By Deepa Krishnan
We were returning from a wedding in Pune, when the car began to veer and drag a bit to the left. The front tyre had gone bust. We asked a truck driver where we could get it fixed, and he pointed to a repair shop about 500 metres away.
Vashi highway on a glorious sunny afternoon
The 'Puncher' Shop with its rubber tyre advertising
I was surprised at how long it had been since I had last visited a puncture shop. Ten years, I think! You know, this is what happens when you employ drivers, and stop taking the car out yourself. You kinda stop doing these little things, and before you know it, boom! you're sitting in a little ivory tower, and you don't know what's happening out there any more.
I discovered, for example, that there were now these new-fangled things called tubeless tyres. Don't laugh, dammit. I didn't know!! When I last looked, tyres were filled with thin rubber tubes, the tubes were full of air, and that's how cars worked. Now apparently, these tubes have disappeared. No longer can you turn a tyre inside out and wrest a skinny tube from its innards. No longer can you fill these tubes again with air; and send the car merrily along it's way.
Instead, you fix a flat tyre with an entirely different set of tools.
The first thing you need, is a strip of this deceptively simple looking stuff.
This is a tough, chewy rubbery-leathery thing that sticks to your fingers if you let it. It's basically a plug.
The next thing you need is this T-shaped tool, with a needle. And you need a tube of vulcanising fluid.
Now for the repair itself. Snip a small strip of the rubber plug, shove the needle through it; and then put this vulcanising fluid on it. Then you grab the handle with both hands, take a deep breath, and shove the strip it into the problem spot. See the guy in the photo below?
Our repair guy was around 16 years old.
There was an assistant as well, a little kid with a bandana.
So what happens - chemically speaking - is that the vulcanising fluid works on the strip, and converts it into a permanent hardened plug. (Or at least, that's what I think!). The little kid's job was to keep the air-pressure in the tube constant, so the plug would set well.

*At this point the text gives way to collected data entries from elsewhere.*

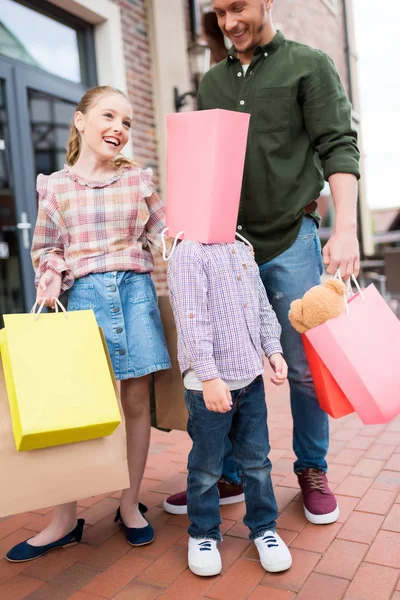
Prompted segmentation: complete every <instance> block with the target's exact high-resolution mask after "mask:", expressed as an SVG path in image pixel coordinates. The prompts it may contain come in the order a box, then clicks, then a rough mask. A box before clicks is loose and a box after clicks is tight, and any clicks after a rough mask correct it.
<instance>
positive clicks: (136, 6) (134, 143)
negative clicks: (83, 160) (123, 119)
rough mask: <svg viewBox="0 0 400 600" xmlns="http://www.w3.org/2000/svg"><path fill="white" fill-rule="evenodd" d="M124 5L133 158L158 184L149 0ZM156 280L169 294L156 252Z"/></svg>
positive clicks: (159, 294) (158, 291)
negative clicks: (149, 173)
mask: <svg viewBox="0 0 400 600" xmlns="http://www.w3.org/2000/svg"><path fill="white" fill-rule="evenodd" d="M114 1H115V2H116V3H117V4H118V5H119V6H120V9H121V20H122V35H123V42H124V54H125V67H126V79H127V85H128V94H129V99H130V101H131V102H132V106H133V114H134V120H133V127H132V144H133V151H134V158H135V160H137V161H138V162H139V163H140V164H141V165H142V166H143V167H151V168H152V169H153V172H154V183H155V186H156V187H158V185H159V182H160V177H159V175H160V174H159V168H158V165H159V162H158V154H157V131H156V120H155V109H154V99H153V96H154V91H153V73H152V63H151V52H150V39H149V24H148V15H147V8H146V0H114ZM154 258H155V262H156V267H155V269H154V272H153V281H154V283H155V286H156V288H157V292H158V294H159V295H165V294H167V276H166V268H165V263H164V261H163V260H162V258H161V257H160V256H154Z"/></svg>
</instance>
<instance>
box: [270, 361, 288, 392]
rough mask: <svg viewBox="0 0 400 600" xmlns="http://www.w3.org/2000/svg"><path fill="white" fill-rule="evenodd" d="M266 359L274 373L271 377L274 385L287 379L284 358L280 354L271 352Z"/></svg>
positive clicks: (286, 372) (285, 368)
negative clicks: (272, 369) (271, 354)
mask: <svg viewBox="0 0 400 600" xmlns="http://www.w3.org/2000/svg"><path fill="white" fill-rule="evenodd" d="M268 360H269V364H270V365H271V367H272V369H273V371H274V373H275V375H273V376H272V377H271V381H272V383H273V384H275V385H282V384H283V383H285V381H286V379H287V364H286V361H285V359H284V358H283V356H282V354H272V355H271V356H270V357H269V359H268Z"/></svg>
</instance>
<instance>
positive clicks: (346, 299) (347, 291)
mask: <svg viewBox="0 0 400 600" xmlns="http://www.w3.org/2000/svg"><path fill="white" fill-rule="evenodd" d="M333 278H334V279H339V281H341V282H342V283H343V279H342V276H341V274H340V271H339V269H338V270H337V271H336V273H335V275H334V276H333ZM351 282H353V283H354V285H355V286H356V288H357V292H358V293H359V294H360V297H361V298H362V300H364V299H365V296H364V293H363V291H362V289H361V287H360V285H359V283H358V281H357V279H356V276H355V275H354V273H352V274H351V275H350V277H349V279H347V281H346V294H345V296H344V302H345V305H346V312H347V313H349V312H350V309H349V303H348V298H350V296H354V295H355V294H354V292H353V288H352V285H351Z"/></svg>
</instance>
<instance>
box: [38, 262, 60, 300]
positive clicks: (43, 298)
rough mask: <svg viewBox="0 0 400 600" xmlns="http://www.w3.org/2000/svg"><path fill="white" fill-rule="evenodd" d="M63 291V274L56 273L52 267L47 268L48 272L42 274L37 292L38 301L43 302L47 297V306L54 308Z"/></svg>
mask: <svg viewBox="0 0 400 600" xmlns="http://www.w3.org/2000/svg"><path fill="white" fill-rule="evenodd" d="M60 293H61V275H60V274H59V273H55V272H54V271H51V270H50V269H47V271H46V273H45V274H44V275H42V277H41V278H40V281H39V285H38V288H37V293H36V302H38V303H39V304H41V303H42V301H43V299H44V298H46V302H45V303H44V305H45V306H48V307H49V308H54V305H55V300H54V298H58V297H59V296H60Z"/></svg>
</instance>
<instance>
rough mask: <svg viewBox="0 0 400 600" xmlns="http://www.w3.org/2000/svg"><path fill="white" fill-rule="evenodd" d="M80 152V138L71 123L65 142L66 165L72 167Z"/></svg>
mask: <svg viewBox="0 0 400 600" xmlns="http://www.w3.org/2000/svg"><path fill="white" fill-rule="evenodd" d="M80 152H81V138H80V135H79V131H78V130H77V128H76V127H75V125H74V123H71V127H70V134H69V138H68V142H67V165H69V166H70V167H72V165H74V164H75V163H76V161H77V160H78V157H79V154H80Z"/></svg>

He took his job seriously.
There were other neighbourhood kids as well, watching.
Inside of our repair shop. I have *no* idea what most of these things are.

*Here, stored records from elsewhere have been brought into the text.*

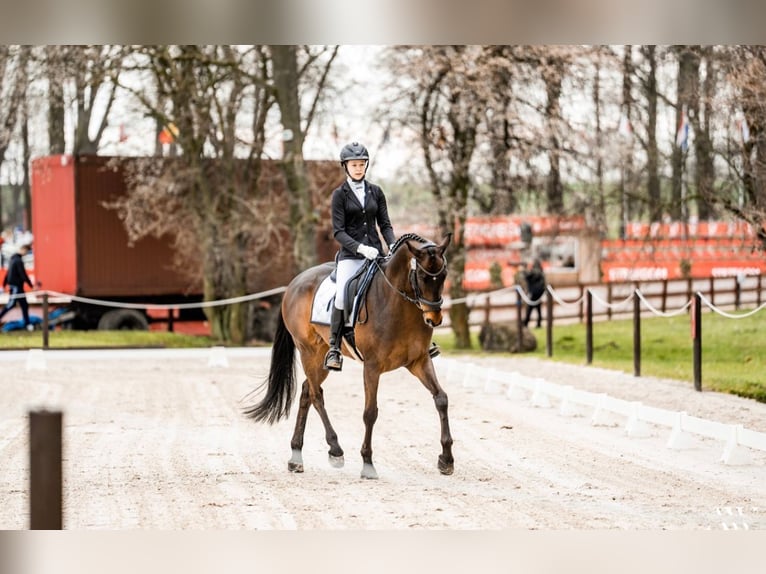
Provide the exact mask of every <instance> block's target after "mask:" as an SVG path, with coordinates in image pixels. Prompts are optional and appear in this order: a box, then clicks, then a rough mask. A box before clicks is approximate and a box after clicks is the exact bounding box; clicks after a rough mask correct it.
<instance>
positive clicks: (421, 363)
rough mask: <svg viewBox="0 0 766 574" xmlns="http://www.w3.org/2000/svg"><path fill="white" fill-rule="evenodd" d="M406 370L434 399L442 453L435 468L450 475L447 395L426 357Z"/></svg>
mask: <svg viewBox="0 0 766 574" xmlns="http://www.w3.org/2000/svg"><path fill="white" fill-rule="evenodd" d="M407 368H408V369H409V371H410V372H411V373H412V374H413V375H415V376H416V377H417V378H418V379H419V380H420V382H421V383H423V385H424V386H425V387H426V388H427V389H428V390H429V391H430V393H431V395H432V396H433V398H434V405H436V411H437V412H438V413H439V422H440V423H441V444H442V453H441V454H440V455H439V460H438V463H437V466H438V468H439V472H441V473H442V474H452V473H453V471H454V470H455V459H454V458H452V433H451V432H450V429H449V415H448V414H447V409H448V406H449V400H448V399H447V393H445V392H444V389H442V387H441V385H440V384H439V381H438V379H437V378H436V371H435V370H434V365H433V363H432V362H431V358H430V357H429V356H428V355H426V356H424V357H423V358H422V359H420V360H419V361H418V362H416V363H414V364H412V365H409V366H408V367H407Z"/></svg>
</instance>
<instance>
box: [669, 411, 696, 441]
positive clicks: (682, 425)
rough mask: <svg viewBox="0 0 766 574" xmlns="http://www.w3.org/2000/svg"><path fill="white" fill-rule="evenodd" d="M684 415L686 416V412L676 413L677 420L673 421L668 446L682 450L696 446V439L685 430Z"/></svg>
mask: <svg viewBox="0 0 766 574" xmlns="http://www.w3.org/2000/svg"><path fill="white" fill-rule="evenodd" d="M684 417H686V413H685V412H683V411H681V412H678V413H676V420H675V422H674V423H673V430H672V431H670V438H668V444H667V448H673V449H678V450H681V449H685V448H693V447H695V446H696V444H695V442H694V439H692V437H691V436H690V435H689V433H688V432H686V431H685V430H684Z"/></svg>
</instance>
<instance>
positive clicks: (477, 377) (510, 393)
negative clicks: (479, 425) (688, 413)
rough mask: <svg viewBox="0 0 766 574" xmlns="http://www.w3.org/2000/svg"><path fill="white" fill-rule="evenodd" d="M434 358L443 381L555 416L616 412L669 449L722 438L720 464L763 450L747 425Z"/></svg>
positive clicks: (518, 375) (751, 430)
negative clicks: (666, 437)
mask: <svg viewBox="0 0 766 574" xmlns="http://www.w3.org/2000/svg"><path fill="white" fill-rule="evenodd" d="M434 362H435V363H436V365H437V369H438V371H439V373H440V375H441V376H442V377H444V379H445V381H444V382H447V381H449V382H452V383H455V384H461V385H462V386H463V387H465V388H475V389H478V390H480V391H483V392H485V393H491V394H500V395H504V396H505V397H506V399H508V400H511V401H515V402H519V403H522V404H526V405H527V406H529V407H532V408H544V409H550V408H558V414H559V415H560V416H563V417H582V418H587V419H588V420H589V421H590V424H591V425H594V426H600V425H606V424H609V423H607V420H608V416H609V415H612V416H613V415H618V416H621V417H622V418H623V420H624V427H623V428H624V433H625V434H626V435H627V436H629V437H636V438H644V437H648V436H651V434H652V427H651V426H650V425H654V426H657V427H660V428H665V429H666V432H667V433H668V439H667V442H666V447H667V448H670V449H689V448H693V447H694V446H695V441H694V440H693V438H694V437H695V436H696V437H702V438H706V439H712V440H714V441H719V442H721V443H722V451H721V456H720V459H719V460H720V462H722V463H724V464H728V465H744V464H752V457H751V453H750V450H749V449H754V450H759V451H764V452H766V433H763V432H758V431H753V430H749V429H746V428H744V427H743V426H742V425H732V424H724V423H720V422H716V421H710V420H706V419H702V418H699V417H694V416H689V415H688V414H686V412H683V411H669V410H665V409H660V408H656V407H652V406H648V405H644V404H643V403H641V402H638V401H626V400H623V399H618V398H614V397H611V396H609V395H608V394H605V393H594V392H590V391H585V390H582V389H576V388H574V387H572V386H570V385H559V384H556V383H552V382H550V381H547V380H545V379H542V378H539V377H529V376H526V375H523V374H521V373H518V372H504V371H500V370H498V369H494V368H486V367H482V366H480V365H477V364H475V363H471V362H467V361H460V360H456V359H450V358H445V357H441V356H440V357H438V358H437V359H435V361H434Z"/></svg>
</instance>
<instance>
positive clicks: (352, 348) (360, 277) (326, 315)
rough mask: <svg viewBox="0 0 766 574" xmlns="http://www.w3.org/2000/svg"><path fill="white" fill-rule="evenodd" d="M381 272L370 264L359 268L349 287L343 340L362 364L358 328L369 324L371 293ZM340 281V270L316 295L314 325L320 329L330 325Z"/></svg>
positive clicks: (367, 262) (333, 273)
mask: <svg viewBox="0 0 766 574" xmlns="http://www.w3.org/2000/svg"><path fill="white" fill-rule="evenodd" d="M377 271H378V266H377V265H375V264H374V262H373V261H369V260H366V261H365V262H364V264H363V265H362V266H361V267H360V268H359V271H357V272H356V273H355V274H354V275H353V276H352V277H351V279H349V280H348V282H347V283H346V297H345V299H346V307H345V309H344V310H343V315H344V318H345V320H344V327H343V330H342V333H341V336H342V337H343V338H344V339H345V340H346V342H347V343H348V345H349V347H351V349H353V351H354V353H355V354H356V355H357V357H359V359H360V360H362V356H361V353H360V352H359V350H358V349H357V348H356V341H355V338H354V327H355V326H356V324H357V323H366V322H367V291H368V290H369V288H370V284H371V283H372V279H373V277H374V276H375V273H377ZM336 279H337V267H336V268H334V269H333V270H332V272H331V273H330V275H328V276H327V277H326V278H325V280H324V281H322V283H320V285H319V287H318V288H317V290H316V292H315V293H314V300H313V302H312V308H311V322H312V323H317V324H320V325H329V324H330V313H331V311H332V307H333V306H334V305H335V291H336V288H335V281H336Z"/></svg>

What I do know, though, is that these things are there for a reason. *Some* car, *some* day, will be rescued by some weird contraption that can only be found in this mess!
Seriously, why do cars have to be so complicated? :)
More mysterious gizmos.
What is that U-shaped thing hanging from the ceiling? Or is it not U-shaped? Should I announce a prize for anyone who can actually name all these things?!!
Anyway - the whole repair thingy took about 15-20 minutes. I tried chatting to the 16-year old; but he was cagey. I'm from Calcutta, was all he would say. I let him be; there are a lot of illegal migrants from Bangladesh near the Vashi area, and I did not want to probe further. He was making a living in a tough world...I wished him well, and went on my way.